Photograph by Tasnim News Agency, via Wikimedia Commons.  Accessed 13.09.17


Three weeks after his re-election, and three days after his swearing-in ceremony, incumbent Hassan Rouhani introduced his proposed Ministers to the Iranian Parliament for a confirmation vote. The selection process in itself was not without challenges, and after high hopes that the President would choose a more reformist Cabinet, the result was disappointing for some of his supporters.

This loss of support was already expressed in mid-August, right after the official presentation of Rouhani’s second Cabinet. Voters were quick to point out that, despite his campaign promise to increase the presence of women in higher positions, Rouhani presented an all-male Cabinet. To counter the widespread criticism, on the 9th of August, Rouhani appointed two female Vice-Ministers and a Special Assistant. Former Vice-President for Women & Family Affairs Mollaverdi was appointed Special Assistant for Citizens’ Rights. Former Head of Iran’s EPO Ebtekar replaced Mollaverdi as the new Vice-President for Women & Family Affairs, and Joneydi was appointed Vice-President for Legal & Judicial Affairs.

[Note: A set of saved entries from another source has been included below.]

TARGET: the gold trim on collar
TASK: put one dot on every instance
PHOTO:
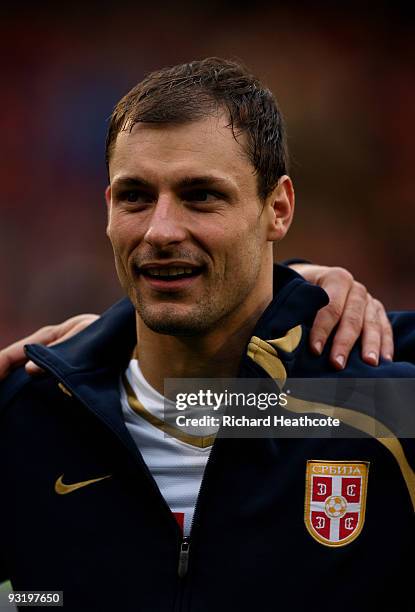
(290, 341)
(267, 357)
(138, 408)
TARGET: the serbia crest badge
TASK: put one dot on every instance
(335, 500)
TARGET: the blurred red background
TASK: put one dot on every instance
(344, 77)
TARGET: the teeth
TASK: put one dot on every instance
(169, 271)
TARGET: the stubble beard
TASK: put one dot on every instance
(203, 316)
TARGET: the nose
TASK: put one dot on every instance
(166, 223)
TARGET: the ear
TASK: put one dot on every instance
(280, 209)
(108, 201)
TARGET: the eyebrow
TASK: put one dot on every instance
(185, 182)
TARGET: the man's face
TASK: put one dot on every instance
(186, 225)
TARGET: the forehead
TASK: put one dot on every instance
(171, 150)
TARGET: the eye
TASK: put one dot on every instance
(135, 196)
(201, 195)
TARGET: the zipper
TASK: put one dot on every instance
(184, 551)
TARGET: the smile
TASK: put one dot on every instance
(174, 276)
(170, 273)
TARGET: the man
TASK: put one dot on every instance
(100, 503)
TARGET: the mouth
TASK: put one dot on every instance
(170, 277)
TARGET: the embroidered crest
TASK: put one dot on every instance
(335, 500)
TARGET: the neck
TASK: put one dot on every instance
(215, 354)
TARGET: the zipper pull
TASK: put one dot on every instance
(184, 557)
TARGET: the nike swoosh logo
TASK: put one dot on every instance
(62, 489)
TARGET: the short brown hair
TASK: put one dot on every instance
(192, 91)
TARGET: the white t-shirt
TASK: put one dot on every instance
(177, 466)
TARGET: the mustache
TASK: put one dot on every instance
(183, 255)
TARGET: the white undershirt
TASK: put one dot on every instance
(177, 467)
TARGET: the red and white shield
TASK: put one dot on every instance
(335, 500)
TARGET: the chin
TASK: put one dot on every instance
(169, 322)
(175, 327)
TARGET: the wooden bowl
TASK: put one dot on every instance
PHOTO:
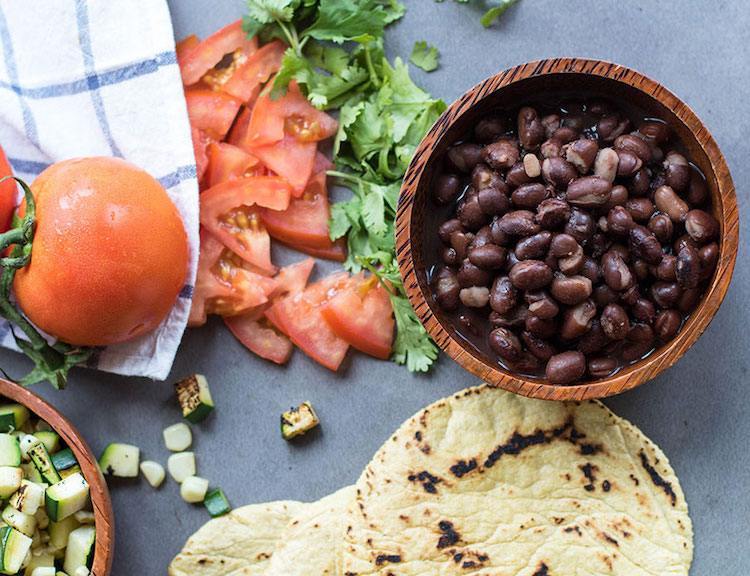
(104, 518)
(511, 89)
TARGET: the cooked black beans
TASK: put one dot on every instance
(584, 243)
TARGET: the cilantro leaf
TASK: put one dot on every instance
(424, 56)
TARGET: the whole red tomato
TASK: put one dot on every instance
(110, 253)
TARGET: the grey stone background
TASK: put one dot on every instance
(697, 411)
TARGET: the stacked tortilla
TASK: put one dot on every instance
(481, 483)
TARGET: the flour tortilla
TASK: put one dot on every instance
(238, 544)
(489, 483)
(308, 545)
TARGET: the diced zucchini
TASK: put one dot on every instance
(41, 459)
(178, 437)
(50, 439)
(64, 459)
(120, 460)
(298, 421)
(80, 551)
(181, 465)
(59, 532)
(153, 472)
(13, 417)
(28, 498)
(70, 471)
(24, 523)
(10, 480)
(194, 397)
(216, 503)
(10, 451)
(193, 489)
(67, 497)
(13, 549)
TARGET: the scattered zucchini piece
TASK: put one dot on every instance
(153, 472)
(178, 437)
(80, 551)
(298, 421)
(120, 460)
(67, 497)
(13, 416)
(10, 480)
(10, 450)
(216, 503)
(193, 489)
(181, 466)
(194, 397)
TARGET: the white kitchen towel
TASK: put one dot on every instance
(93, 78)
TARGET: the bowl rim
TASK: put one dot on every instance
(630, 376)
(100, 499)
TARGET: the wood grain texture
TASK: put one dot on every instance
(511, 89)
(104, 517)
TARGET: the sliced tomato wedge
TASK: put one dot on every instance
(290, 159)
(248, 77)
(223, 285)
(209, 52)
(227, 162)
(8, 194)
(258, 336)
(299, 317)
(363, 316)
(291, 115)
(305, 221)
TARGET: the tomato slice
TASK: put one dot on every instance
(227, 162)
(290, 159)
(208, 53)
(8, 194)
(305, 222)
(291, 115)
(300, 318)
(210, 111)
(258, 336)
(247, 79)
(363, 316)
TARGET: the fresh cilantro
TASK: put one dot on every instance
(336, 56)
(424, 56)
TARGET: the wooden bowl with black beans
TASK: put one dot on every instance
(567, 229)
(65, 455)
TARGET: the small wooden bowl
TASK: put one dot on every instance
(511, 89)
(104, 518)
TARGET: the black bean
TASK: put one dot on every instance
(529, 196)
(501, 154)
(505, 344)
(602, 366)
(701, 226)
(519, 223)
(530, 275)
(615, 322)
(503, 296)
(566, 367)
(667, 324)
(558, 172)
(533, 247)
(531, 131)
(570, 290)
(471, 275)
(446, 289)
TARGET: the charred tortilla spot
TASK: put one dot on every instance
(387, 559)
(656, 478)
(462, 467)
(448, 536)
(427, 480)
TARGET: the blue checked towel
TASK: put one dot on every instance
(93, 78)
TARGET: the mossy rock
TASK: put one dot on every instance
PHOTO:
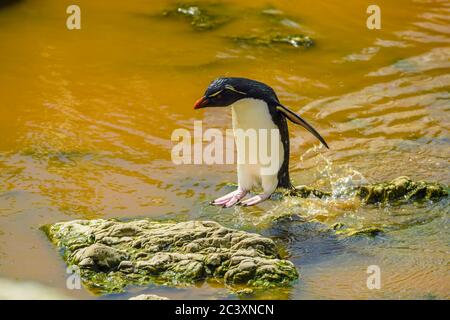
(112, 254)
(396, 191)
(200, 16)
(401, 189)
(274, 39)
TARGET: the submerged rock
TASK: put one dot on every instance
(200, 17)
(268, 40)
(399, 190)
(113, 254)
(148, 297)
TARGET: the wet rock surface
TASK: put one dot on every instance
(275, 39)
(148, 297)
(396, 191)
(113, 254)
(201, 17)
(401, 189)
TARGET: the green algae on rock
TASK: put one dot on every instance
(269, 40)
(112, 254)
(396, 191)
(200, 17)
(401, 189)
(148, 297)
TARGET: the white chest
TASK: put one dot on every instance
(258, 144)
(251, 114)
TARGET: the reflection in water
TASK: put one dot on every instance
(86, 120)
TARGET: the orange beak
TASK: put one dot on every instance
(201, 103)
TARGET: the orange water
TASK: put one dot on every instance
(86, 118)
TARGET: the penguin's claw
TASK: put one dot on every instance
(255, 200)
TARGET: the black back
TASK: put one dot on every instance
(218, 95)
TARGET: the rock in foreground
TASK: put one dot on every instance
(113, 254)
(396, 191)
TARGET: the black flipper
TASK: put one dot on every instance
(295, 118)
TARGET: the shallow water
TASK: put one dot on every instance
(86, 118)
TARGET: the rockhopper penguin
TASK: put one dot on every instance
(255, 106)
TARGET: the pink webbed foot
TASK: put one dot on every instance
(230, 199)
(255, 200)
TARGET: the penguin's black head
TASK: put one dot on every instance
(223, 92)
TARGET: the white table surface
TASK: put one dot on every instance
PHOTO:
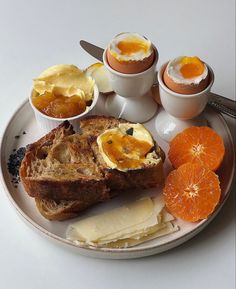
(37, 34)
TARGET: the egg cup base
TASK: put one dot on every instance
(130, 108)
(168, 127)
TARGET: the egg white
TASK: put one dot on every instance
(137, 56)
(173, 71)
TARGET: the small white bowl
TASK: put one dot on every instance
(47, 123)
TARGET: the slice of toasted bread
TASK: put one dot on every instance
(61, 166)
(66, 173)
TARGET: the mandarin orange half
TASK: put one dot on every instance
(200, 144)
(192, 192)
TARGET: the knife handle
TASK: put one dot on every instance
(217, 102)
(222, 104)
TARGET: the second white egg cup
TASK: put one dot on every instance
(180, 110)
(133, 98)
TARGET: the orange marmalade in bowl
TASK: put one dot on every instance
(62, 91)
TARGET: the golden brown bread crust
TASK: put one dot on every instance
(81, 188)
(60, 199)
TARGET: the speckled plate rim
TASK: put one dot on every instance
(111, 253)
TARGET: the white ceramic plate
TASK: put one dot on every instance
(23, 120)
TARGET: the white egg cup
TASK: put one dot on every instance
(180, 110)
(133, 98)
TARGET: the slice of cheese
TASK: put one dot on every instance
(168, 229)
(153, 220)
(129, 225)
(97, 227)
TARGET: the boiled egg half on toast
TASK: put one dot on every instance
(129, 146)
(186, 75)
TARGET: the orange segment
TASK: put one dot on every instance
(202, 144)
(192, 192)
(191, 67)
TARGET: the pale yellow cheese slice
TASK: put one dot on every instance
(167, 229)
(112, 222)
(153, 220)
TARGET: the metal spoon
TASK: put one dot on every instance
(218, 102)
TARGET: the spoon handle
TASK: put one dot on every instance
(223, 104)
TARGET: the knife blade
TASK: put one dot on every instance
(218, 102)
(92, 49)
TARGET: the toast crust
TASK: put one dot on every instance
(59, 197)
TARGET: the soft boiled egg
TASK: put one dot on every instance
(130, 53)
(186, 75)
(129, 146)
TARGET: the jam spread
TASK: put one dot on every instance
(59, 106)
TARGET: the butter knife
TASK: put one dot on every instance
(217, 102)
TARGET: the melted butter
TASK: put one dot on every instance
(126, 151)
(59, 106)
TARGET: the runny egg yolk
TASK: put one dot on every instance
(128, 47)
(125, 151)
(191, 67)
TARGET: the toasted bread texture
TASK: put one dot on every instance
(66, 174)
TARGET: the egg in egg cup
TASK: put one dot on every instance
(132, 81)
(182, 110)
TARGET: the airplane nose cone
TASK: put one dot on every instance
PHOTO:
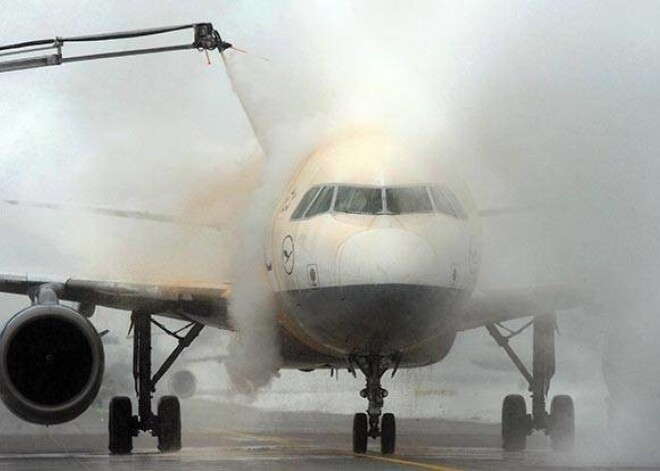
(387, 256)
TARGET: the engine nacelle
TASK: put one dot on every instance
(51, 364)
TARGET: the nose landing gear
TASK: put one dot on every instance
(371, 424)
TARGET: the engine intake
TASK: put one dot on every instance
(51, 364)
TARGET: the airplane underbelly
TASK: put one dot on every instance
(381, 318)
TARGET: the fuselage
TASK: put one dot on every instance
(372, 251)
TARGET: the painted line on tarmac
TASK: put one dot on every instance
(414, 464)
(257, 437)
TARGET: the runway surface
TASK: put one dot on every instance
(241, 438)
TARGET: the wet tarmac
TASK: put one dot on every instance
(252, 439)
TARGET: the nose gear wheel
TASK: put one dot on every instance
(371, 424)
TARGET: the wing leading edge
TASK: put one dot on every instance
(203, 304)
(502, 305)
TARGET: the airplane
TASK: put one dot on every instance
(373, 255)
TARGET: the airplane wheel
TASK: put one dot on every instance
(562, 424)
(388, 434)
(514, 423)
(360, 433)
(120, 426)
(169, 419)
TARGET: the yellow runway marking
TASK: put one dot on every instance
(415, 464)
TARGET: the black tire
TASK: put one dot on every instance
(514, 423)
(562, 424)
(387, 434)
(360, 433)
(120, 426)
(169, 424)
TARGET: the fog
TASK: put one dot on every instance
(534, 104)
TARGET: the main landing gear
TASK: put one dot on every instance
(166, 423)
(517, 424)
(371, 424)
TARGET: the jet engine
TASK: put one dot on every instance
(51, 363)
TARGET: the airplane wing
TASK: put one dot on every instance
(501, 305)
(204, 304)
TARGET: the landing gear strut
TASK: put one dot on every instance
(517, 424)
(166, 424)
(371, 424)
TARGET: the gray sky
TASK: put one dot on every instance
(534, 102)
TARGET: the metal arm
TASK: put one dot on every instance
(205, 39)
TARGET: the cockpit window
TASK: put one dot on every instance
(359, 200)
(322, 203)
(304, 203)
(446, 202)
(408, 200)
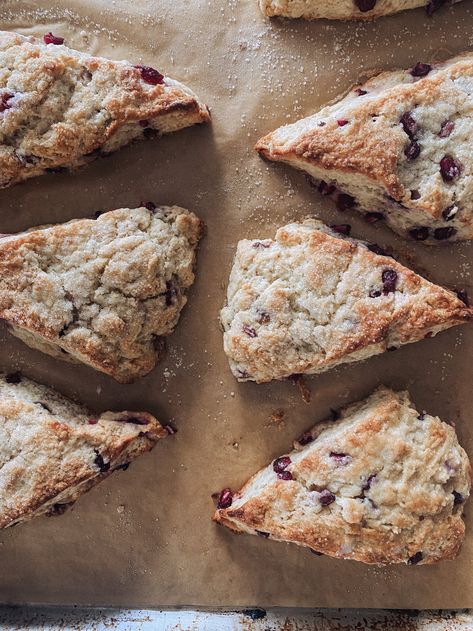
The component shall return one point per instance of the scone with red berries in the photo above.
(53, 450)
(311, 299)
(104, 292)
(396, 148)
(382, 484)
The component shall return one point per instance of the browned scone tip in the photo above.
(383, 484)
(61, 108)
(394, 148)
(103, 292)
(54, 450)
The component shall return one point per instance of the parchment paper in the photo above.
(144, 537)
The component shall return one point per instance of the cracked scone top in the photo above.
(310, 300)
(102, 291)
(397, 146)
(345, 9)
(60, 108)
(383, 484)
(53, 450)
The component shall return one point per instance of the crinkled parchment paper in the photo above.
(144, 537)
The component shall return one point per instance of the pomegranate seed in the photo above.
(326, 497)
(225, 499)
(342, 228)
(412, 151)
(285, 475)
(281, 463)
(420, 69)
(389, 278)
(263, 318)
(409, 124)
(249, 330)
(49, 38)
(449, 213)
(416, 558)
(4, 101)
(449, 168)
(341, 458)
(150, 75)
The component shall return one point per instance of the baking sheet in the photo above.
(144, 537)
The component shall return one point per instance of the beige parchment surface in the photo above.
(144, 537)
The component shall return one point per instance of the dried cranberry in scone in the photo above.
(395, 154)
(343, 498)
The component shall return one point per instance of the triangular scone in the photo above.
(53, 450)
(310, 300)
(396, 147)
(384, 484)
(102, 291)
(345, 9)
(60, 108)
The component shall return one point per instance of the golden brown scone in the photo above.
(53, 450)
(383, 484)
(311, 299)
(103, 292)
(396, 148)
(60, 108)
(346, 9)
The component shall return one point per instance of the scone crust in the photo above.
(82, 106)
(54, 450)
(393, 473)
(360, 142)
(104, 292)
(336, 9)
(309, 300)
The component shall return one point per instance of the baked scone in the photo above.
(396, 148)
(103, 292)
(60, 108)
(53, 450)
(383, 484)
(346, 9)
(312, 299)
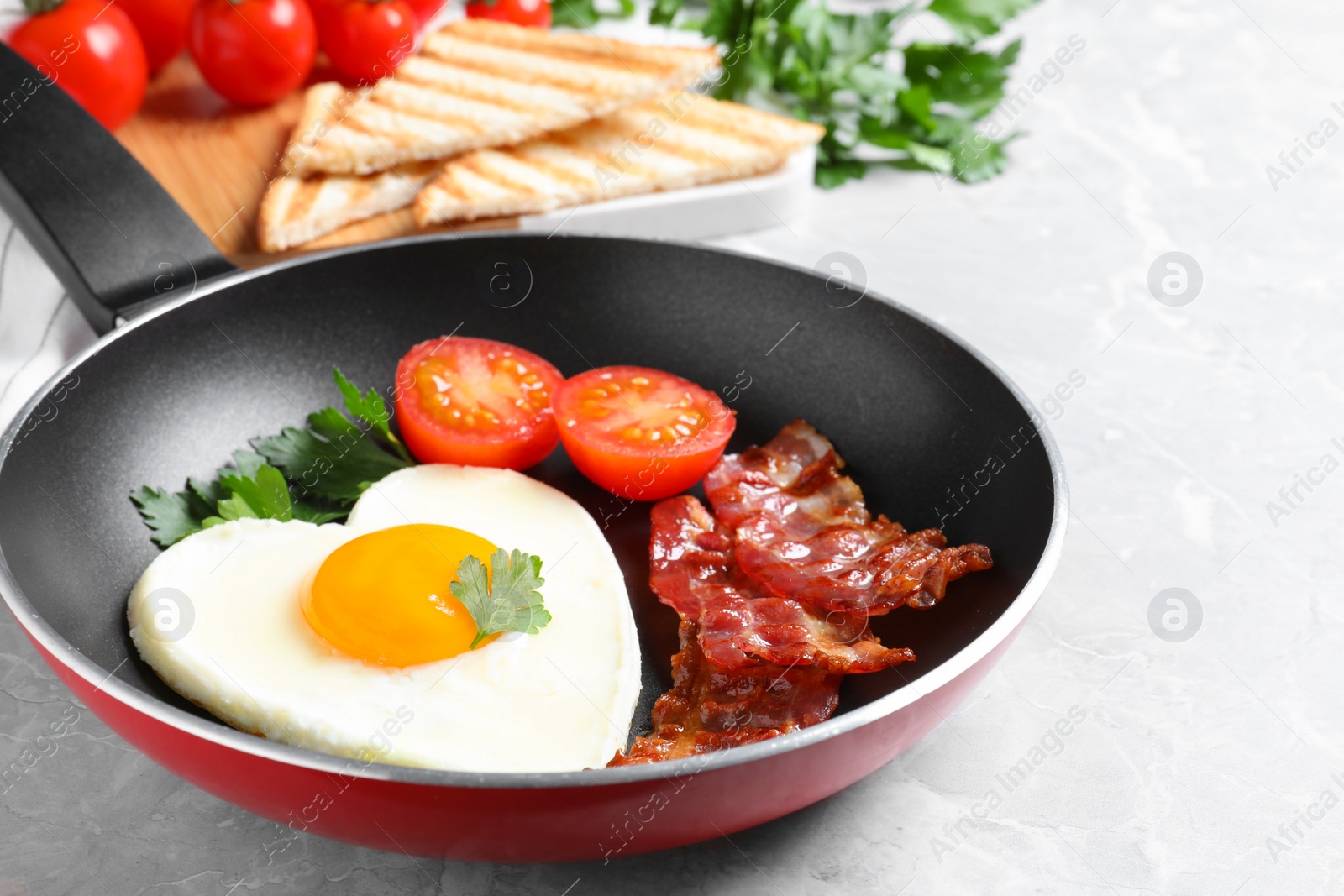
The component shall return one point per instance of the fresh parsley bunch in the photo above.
(312, 473)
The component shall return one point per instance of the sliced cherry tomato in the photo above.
(534, 13)
(89, 50)
(476, 402)
(163, 27)
(640, 432)
(366, 39)
(253, 51)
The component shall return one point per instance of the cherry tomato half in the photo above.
(534, 13)
(640, 432)
(253, 51)
(476, 402)
(163, 27)
(366, 39)
(93, 53)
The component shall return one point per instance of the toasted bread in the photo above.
(680, 140)
(297, 210)
(480, 83)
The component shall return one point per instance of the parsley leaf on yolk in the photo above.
(511, 602)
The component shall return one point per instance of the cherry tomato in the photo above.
(253, 51)
(425, 9)
(640, 432)
(163, 27)
(366, 39)
(535, 13)
(476, 402)
(91, 51)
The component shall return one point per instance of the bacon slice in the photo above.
(692, 570)
(803, 532)
(712, 708)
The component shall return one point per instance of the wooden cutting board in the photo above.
(217, 159)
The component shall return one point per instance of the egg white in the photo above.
(557, 700)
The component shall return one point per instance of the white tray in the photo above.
(732, 207)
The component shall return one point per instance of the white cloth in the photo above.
(39, 327)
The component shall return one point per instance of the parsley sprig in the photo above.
(312, 473)
(884, 102)
(508, 604)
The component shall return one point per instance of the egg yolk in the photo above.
(385, 597)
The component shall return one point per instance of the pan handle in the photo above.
(100, 221)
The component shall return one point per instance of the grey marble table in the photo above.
(1207, 765)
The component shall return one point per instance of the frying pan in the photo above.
(205, 356)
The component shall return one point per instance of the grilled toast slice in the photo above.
(682, 140)
(297, 210)
(483, 83)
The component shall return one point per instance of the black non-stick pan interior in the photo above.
(931, 434)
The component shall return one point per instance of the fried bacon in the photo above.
(803, 532)
(774, 590)
(692, 570)
(712, 708)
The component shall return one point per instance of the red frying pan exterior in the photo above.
(531, 824)
(553, 817)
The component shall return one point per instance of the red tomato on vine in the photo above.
(91, 51)
(253, 51)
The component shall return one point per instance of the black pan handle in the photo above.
(104, 224)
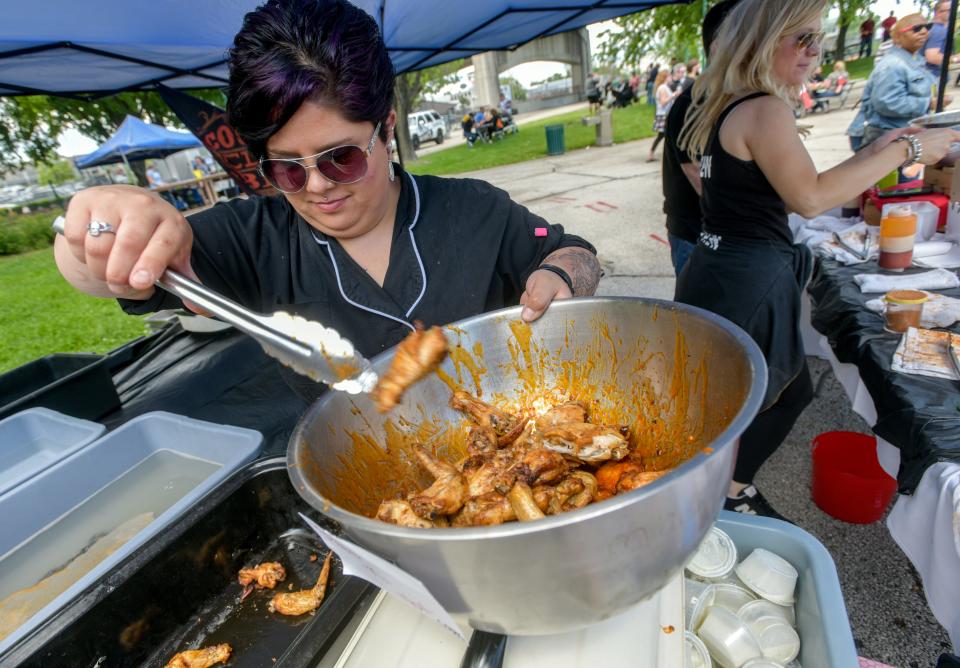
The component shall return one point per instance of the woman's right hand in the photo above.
(936, 143)
(149, 235)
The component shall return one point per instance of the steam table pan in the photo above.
(180, 590)
(67, 528)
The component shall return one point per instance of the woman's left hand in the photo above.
(542, 288)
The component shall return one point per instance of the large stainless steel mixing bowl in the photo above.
(689, 383)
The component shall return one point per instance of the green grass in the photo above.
(42, 314)
(634, 122)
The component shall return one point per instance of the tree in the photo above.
(56, 172)
(30, 125)
(672, 31)
(850, 11)
(409, 88)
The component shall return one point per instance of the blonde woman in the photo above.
(753, 169)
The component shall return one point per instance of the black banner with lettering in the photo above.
(209, 124)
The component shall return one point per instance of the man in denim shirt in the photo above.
(900, 87)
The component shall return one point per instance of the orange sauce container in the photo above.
(898, 229)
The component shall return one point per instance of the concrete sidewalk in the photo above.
(613, 198)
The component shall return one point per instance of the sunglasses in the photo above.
(340, 164)
(809, 40)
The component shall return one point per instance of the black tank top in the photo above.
(738, 200)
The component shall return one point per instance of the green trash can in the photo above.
(555, 142)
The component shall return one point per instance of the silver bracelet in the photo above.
(916, 150)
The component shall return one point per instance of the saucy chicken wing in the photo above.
(572, 411)
(307, 600)
(201, 658)
(507, 427)
(265, 575)
(485, 510)
(400, 512)
(447, 493)
(587, 442)
(417, 355)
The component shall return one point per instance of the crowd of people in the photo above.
(359, 244)
(485, 126)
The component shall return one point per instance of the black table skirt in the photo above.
(918, 414)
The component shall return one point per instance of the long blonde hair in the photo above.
(741, 60)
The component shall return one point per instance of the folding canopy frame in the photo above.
(97, 48)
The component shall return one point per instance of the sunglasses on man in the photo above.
(340, 164)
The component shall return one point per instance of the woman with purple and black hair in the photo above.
(354, 242)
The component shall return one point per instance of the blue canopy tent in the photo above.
(100, 47)
(137, 140)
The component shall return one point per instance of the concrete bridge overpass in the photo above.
(572, 48)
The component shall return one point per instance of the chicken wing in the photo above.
(399, 512)
(265, 575)
(485, 510)
(507, 427)
(524, 505)
(201, 658)
(572, 411)
(541, 466)
(489, 472)
(304, 601)
(587, 442)
(417, 355)
(634, 479)
(447, 493)
(480, 440)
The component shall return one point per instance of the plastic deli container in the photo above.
(715, 557)
(903, 309)
(820, 612)
(898, 230)
(69, 526)
(35, 439)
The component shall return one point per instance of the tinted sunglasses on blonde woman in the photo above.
(340, 164)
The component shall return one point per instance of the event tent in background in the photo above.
(136, 140)
(107, 46)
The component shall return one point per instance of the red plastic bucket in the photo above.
(848, 481)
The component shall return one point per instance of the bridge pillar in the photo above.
(486, 79)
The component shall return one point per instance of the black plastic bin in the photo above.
(556, 144)
(79, 385)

Contrary to the appointment of Ministers, Vice-Ministers and Special Assistants do not need to be approved by Parliament; and so this move represented somewhat of a quick victory for Rouhani in easing his supporters’ concerns. Another returning Minister that has failed to convince Rouhani’s more reformist supporters is Interior Minister Fazli. Furthermore, Rouhani was criticised for having appointed provincial governors that were considered either too conservative or unwilling to stand up to their conservative adversaries.

On the 20th of August, the Iranian parliament voted to approve all of President Rouhani’s proposed ministers — except for Energy Minister Habibollah Bitaraf.